Ted Milner, president of Executive Temps, said there are not enough African-American men with administrative positions in the media.
“We’re not representative in those areas,” he said. “That’s why you don’t see a lot of us in the industry because we’re not green lighting the information.”
He also said to “think outside the box of being fed the dreams of tomorrow” and that it is a process. Ted also encouraged the attendees to take advantage of opportunities offered by the other panelists.
“Success is not as far as you think it is, but some are too busy looking at the big door and not at the little door,” he said.
Stacy later emphasized the importance of internships and how they expose students to the insiders of the industry.
“You never know where your internship is going to land you,” she said. “Every time you’re inside the sphere, it’s an opportunity to turn your A-game on and bring your personality.”
Ted added, “One of the best things you can do is an internship because it introduces you to the environment.”
Paul Diaz, a CBS regional human resource manager, suggested to students who lack knowledge and experience to work as hard as possible in entertainment media.
“Get active in anything that’s entertainment,” Diaz said. “Be it grassroots, local, social media — anything that gets you in networking opportunities.”
Monique Martin, a Turner Broadcast technology manager, said Turner Broadcasting offers internships year round. However, she and her company look for candidates with specific attributes.
“I noticed we look at people who already have done some of the work,” Martin said. “We want people who are creative, who find exposure, because it gives them the opportunity to do some of the work in their field.”
Stacy also gave three résumé tips that employers normally look for when hiring: Be sure to include where one got his or her experience, what one did and how long the experience lasted.
As for the interview, Milner highlighted seven points:
1. Do your homework
2. Dress for success
3. Bring your résumé
4. Listen more than you talk
5. Have effective communication
6. Personality and enthusiasm
Quintin Gee, a third-year broadcast journalism student from Jacksonville, said the panelists’ discussion gave him extensive advice.
“The biggest advice I’ve gained was the interview tips they gave,” Gee said. “Effective communications skills is one thing I struggle with and one thing that I will perfect by communicating more properly.”

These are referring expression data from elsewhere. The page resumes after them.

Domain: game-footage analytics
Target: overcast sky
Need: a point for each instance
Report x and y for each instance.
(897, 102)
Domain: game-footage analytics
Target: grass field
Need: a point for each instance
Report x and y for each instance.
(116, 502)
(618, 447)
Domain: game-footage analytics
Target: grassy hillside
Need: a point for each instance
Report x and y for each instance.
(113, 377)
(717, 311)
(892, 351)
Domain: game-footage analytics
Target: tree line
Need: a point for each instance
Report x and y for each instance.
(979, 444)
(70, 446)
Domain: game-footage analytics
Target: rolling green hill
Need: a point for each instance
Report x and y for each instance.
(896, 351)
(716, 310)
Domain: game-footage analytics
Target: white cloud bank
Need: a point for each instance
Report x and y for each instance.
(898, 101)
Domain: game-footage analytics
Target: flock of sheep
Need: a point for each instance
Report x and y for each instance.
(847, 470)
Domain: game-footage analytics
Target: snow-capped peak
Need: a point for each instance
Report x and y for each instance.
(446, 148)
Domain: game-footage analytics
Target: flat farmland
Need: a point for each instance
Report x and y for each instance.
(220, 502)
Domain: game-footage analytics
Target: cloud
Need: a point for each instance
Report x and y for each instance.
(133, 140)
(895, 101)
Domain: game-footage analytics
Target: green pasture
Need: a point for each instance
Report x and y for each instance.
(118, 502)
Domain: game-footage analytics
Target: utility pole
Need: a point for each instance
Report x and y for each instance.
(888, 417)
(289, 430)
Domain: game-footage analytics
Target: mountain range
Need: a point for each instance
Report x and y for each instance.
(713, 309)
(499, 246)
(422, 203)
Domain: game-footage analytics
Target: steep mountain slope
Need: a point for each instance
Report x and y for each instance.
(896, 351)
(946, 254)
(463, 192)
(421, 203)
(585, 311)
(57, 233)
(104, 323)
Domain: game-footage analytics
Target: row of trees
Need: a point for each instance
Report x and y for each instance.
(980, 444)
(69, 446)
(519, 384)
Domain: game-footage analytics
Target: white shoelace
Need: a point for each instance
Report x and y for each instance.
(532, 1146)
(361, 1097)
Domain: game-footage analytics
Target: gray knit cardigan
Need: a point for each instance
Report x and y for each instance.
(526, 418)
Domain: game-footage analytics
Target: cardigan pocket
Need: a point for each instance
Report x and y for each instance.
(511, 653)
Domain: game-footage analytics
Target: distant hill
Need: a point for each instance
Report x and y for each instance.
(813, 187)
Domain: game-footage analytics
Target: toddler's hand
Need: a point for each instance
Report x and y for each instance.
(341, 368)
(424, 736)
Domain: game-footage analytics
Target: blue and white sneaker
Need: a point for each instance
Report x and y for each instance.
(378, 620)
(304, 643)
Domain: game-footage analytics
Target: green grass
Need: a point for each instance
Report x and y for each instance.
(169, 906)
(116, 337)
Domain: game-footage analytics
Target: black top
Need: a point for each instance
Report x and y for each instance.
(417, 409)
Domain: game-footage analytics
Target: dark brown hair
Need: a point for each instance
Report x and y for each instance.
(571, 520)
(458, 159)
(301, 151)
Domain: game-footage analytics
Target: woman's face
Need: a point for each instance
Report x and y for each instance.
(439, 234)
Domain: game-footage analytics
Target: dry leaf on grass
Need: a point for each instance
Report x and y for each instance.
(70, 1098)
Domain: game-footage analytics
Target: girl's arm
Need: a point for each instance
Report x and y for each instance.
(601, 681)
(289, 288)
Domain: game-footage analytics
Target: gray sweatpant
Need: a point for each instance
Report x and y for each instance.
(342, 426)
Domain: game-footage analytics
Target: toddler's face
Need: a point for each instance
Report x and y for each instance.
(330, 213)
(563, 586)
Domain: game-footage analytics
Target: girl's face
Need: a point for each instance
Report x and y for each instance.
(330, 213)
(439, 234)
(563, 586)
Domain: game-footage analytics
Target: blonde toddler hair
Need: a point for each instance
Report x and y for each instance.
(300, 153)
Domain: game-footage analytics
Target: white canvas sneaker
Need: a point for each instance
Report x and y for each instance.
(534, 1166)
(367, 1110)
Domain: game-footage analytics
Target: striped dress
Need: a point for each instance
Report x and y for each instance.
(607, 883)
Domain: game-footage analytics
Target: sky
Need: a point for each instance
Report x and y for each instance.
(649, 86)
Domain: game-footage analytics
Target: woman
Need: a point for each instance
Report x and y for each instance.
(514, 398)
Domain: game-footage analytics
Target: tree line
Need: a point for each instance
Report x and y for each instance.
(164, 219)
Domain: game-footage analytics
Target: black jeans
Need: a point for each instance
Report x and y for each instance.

Ted said getting an interview with the employer already means one is qualified. Students should focus their intentions on what they are being interviewed for, he added.
“Sometimes people oversell themselves,” he said. “If you get the interview, you will make it or break it on the interview. Some people talk way too much in the interview. And more people aren’t interested in you but what you can do for the company.”
Martin added that if “you’re not a fit for the position, then convey yourself in the interview where you will stay top of mind for recruiters who can get you another opportunity.”
Diaz said CBS has developed a program where students can pitch to the staff about various subjects. He said the program gives students real-world training, and students are usually recruited for part-time or full-time opportunities when available.
“More than half the students we bring on board are hired,” Diaz said.
Martin suggested students develop a quick elevator pitch and learn how to sell themselves in a short amount of time.
Naomi Taylor, a first-year broadcast student from Fort Myers, Fla., said she was happy interns had a shot at getting hired.
“It is a big relief to know that employers are hiring interns,” Taylor said. “I just applied for a few in the summer and I am hopeful, especially with this workshop, that I will be chosen.
However, one student has intended to blaze her own path from internships.
Nefetari Dennard, a graduating graphic design student from Tallahasssee, said she owns her own business and that the panel has taught her how to have an eye for hiring possible employees.